Discussion in 'Energy, Environment, and Policy' started by doug, Sep 1, 2009.

  1. doug

    doug Administrator / Head Moderator

    Nov 28, 2006
    Is There Some Light at the End of Coal's Long, Dark Tunnel? -
  2. TEG

    TEG TMC Moderator

    Aug 20, 2006
    #2 TEG, Sep 1, 2009
    Last edited: Sep 1, 2009
    Isn't what we need just the opposite? A machine that uses electricity (from Solar/Wind/Wave/Geotherm) to get CO2 from the air and turn it into some coal like substance so we can bury it again to re-sequester it? :confused:


    I guess the coal industry wants more research dollars to investigate alternate ways to process coal one way or another.

    It seems like all the pre-processing to purify, clean, and heat the coal based slurry would use up a lot of the energy such a device would produce.
  3. JRP3

    JRP3 Hyperactive Member

    Aug 20, 2007
    Central New York
    Not to mention coal mining itself is pretty destructive.
  4. doug

    doug Administrator / Head Moderator

    Nov 28, 2006
    #4 doug, Sep 1, 2009
    Last edited: Sep 1, 2009
    While I appreciate your sentiment here, I think I already said elsewhere earlier today that this is a poor way to reduce the amount of CO2 in the atmosphere.

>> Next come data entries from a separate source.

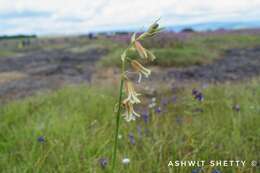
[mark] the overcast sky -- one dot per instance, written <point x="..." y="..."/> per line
<point x="81" y="16"/>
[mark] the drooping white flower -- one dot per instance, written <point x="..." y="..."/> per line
<point x="140" y="69"/>
<point x="129" y="113"/>
<point x="132" y="95"/>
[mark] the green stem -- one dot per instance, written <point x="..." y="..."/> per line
<point x="118" y="118"/>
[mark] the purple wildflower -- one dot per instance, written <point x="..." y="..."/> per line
<point x="103" y="162"/>
<point x="164" y="101"/>
<point x="139" y="131"/>
<point x="194" y="91"/>
<point x="41" y="139"/>
<point x="179" y="120"/>
<point x="197" y="94"/>
<point x="131" y="138"/>
<point x="174" y="99"/>
<point x="236" y="107"/>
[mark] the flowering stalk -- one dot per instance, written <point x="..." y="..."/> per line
<point x="132" y="95"/>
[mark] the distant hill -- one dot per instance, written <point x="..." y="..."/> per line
<point x="7" y="37"/>
<point x="216" y="25"/>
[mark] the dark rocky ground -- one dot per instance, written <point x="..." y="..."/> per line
<point x="52" y="70"/>
<point x="236" y="64"/>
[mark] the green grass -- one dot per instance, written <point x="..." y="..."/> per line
<point x="78" y="125"/>
<point x="198" y="49"/>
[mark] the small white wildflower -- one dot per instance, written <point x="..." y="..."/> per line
<point x="140" y="69"/>
<point x="132" y="94"/>
<point x="129" y="114"/>
<point x="125" y="161"/>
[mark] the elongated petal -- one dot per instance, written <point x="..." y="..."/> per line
<point x="140" y="49"/>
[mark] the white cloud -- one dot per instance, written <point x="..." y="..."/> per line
<point x="75" y="16"/>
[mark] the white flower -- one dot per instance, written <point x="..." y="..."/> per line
<point x="132" y="95"/>
<point x="129" y="114"/>
<point x="140" y="69"/>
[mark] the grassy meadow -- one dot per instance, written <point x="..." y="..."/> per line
<point x="72" y="129"/>
<point x="77" y="126"/>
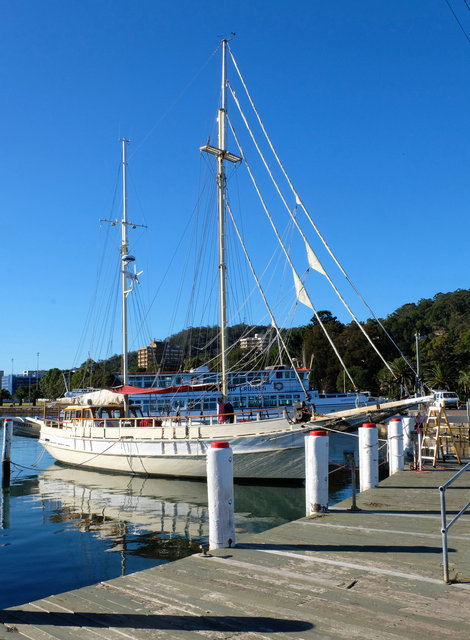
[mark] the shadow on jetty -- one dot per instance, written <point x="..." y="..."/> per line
<point x="259" y="624"/>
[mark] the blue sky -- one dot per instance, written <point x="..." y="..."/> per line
<point x="367" y="105"/>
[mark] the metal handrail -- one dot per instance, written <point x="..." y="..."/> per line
<point x="444" y="526"/>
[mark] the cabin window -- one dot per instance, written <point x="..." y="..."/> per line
<point x="270" y="401"/>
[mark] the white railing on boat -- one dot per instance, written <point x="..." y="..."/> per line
<point x="171" y="427"/>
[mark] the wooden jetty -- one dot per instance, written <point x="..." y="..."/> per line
<point x="371" y="574"/>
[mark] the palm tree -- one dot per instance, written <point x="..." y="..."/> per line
<point x="464" y="381"/>
<point x="439" y="376"/>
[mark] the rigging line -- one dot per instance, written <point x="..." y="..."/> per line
<point x="173" y="104"/>
<point x="456" y="18"/>
<point x="320" y="267"/>
<point x="296" y="276"/>
<point x="299" y="202"/>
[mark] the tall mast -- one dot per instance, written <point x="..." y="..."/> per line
<point x="221" y="222"/>
<point x="126" y="275"/>
<point x="222" y="154"/>
<point x="124" y="252"/>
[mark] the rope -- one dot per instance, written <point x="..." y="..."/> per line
<point x="299" y="202"/>
<point x="296" y="276"/>
<point x="323" y="270"/>
<point x="273" y="320"/>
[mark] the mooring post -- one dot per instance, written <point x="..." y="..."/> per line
<point x="220" y="496"/>
<point x="6" y="451"/>
<point x="396" y="461"/>
<point x="316" y="472"/>
<point x="408" y="423"/>
<point x="350" y="463"/>
<point x="368" y="456"/>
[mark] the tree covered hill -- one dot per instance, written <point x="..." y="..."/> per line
<point x="442" y="324"/>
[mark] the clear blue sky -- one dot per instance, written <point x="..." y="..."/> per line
<point x="367" y="103"/>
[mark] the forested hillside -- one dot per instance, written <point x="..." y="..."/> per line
<point x="442" y="325"/>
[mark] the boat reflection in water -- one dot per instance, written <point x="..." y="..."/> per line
<point x="160" y="518"/>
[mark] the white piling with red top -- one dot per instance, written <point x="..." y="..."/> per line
<point x="368" y="456"/>
<point x="220" y="496"/>
<point x="396" y="459"/>
<point x="6" y="450"/>
<point x="316" y="472"/>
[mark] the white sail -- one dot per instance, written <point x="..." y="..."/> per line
<point x="313" y="261"/>
<point x="300" y="292"/>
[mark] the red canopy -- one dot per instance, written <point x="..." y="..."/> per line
<point x="130" y="390"/>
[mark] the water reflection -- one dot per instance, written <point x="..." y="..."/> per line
<point x="82" y="527"/>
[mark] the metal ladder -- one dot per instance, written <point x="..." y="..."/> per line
<point x="437" y="435"/>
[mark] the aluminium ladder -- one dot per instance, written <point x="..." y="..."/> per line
<point x="437" y="436"/>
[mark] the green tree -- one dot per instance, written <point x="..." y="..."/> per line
<point x="52" y="385"/>
<point x="21" y="394"/>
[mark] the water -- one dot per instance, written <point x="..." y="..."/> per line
<point x="64" y="528"/>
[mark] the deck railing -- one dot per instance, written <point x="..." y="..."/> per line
<point x="444" y="526"/>
<point x="178" y="426"/>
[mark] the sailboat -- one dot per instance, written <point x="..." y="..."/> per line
<point x="104" y="430"/>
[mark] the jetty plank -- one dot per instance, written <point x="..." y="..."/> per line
<point x="372" y="574"/>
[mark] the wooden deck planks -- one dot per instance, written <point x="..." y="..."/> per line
<point x="375" y="574"/>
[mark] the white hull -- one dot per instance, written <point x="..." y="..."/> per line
<point x="268" y="455"/>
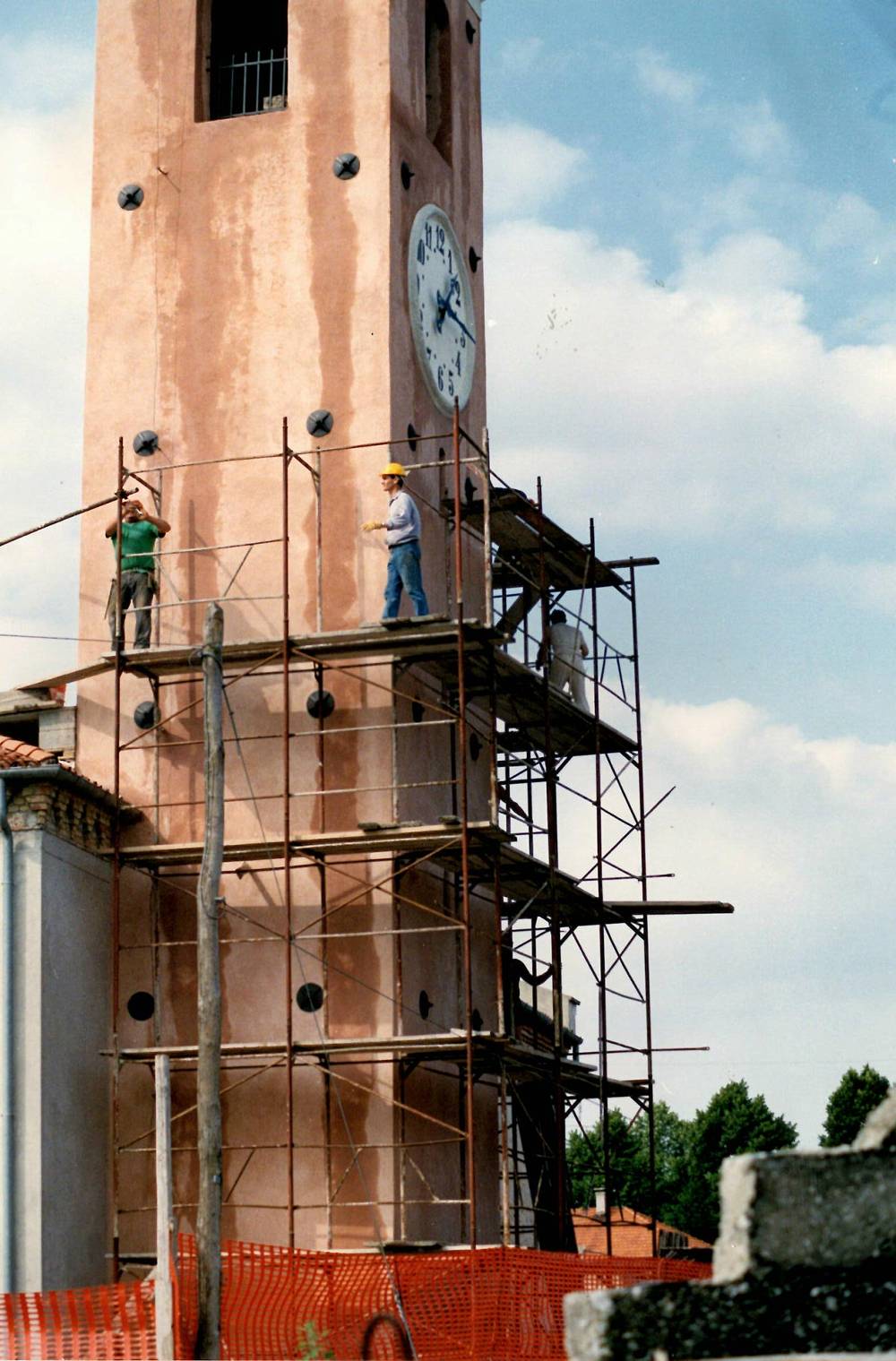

By volume, the concentration of atmospheric CO2 is 387 ppm. While that number is alarming to climate scientists, it's still less than 0.04% of the atmosphere.

    You're far better off grabbing that CO2 at the point of production, before it is diluted in the air. Better yet, reduce the level of CO2 exhaust by increasing efficiency. And obviously better still, generate electricity in a way that is carbon free or at least carbon neutral.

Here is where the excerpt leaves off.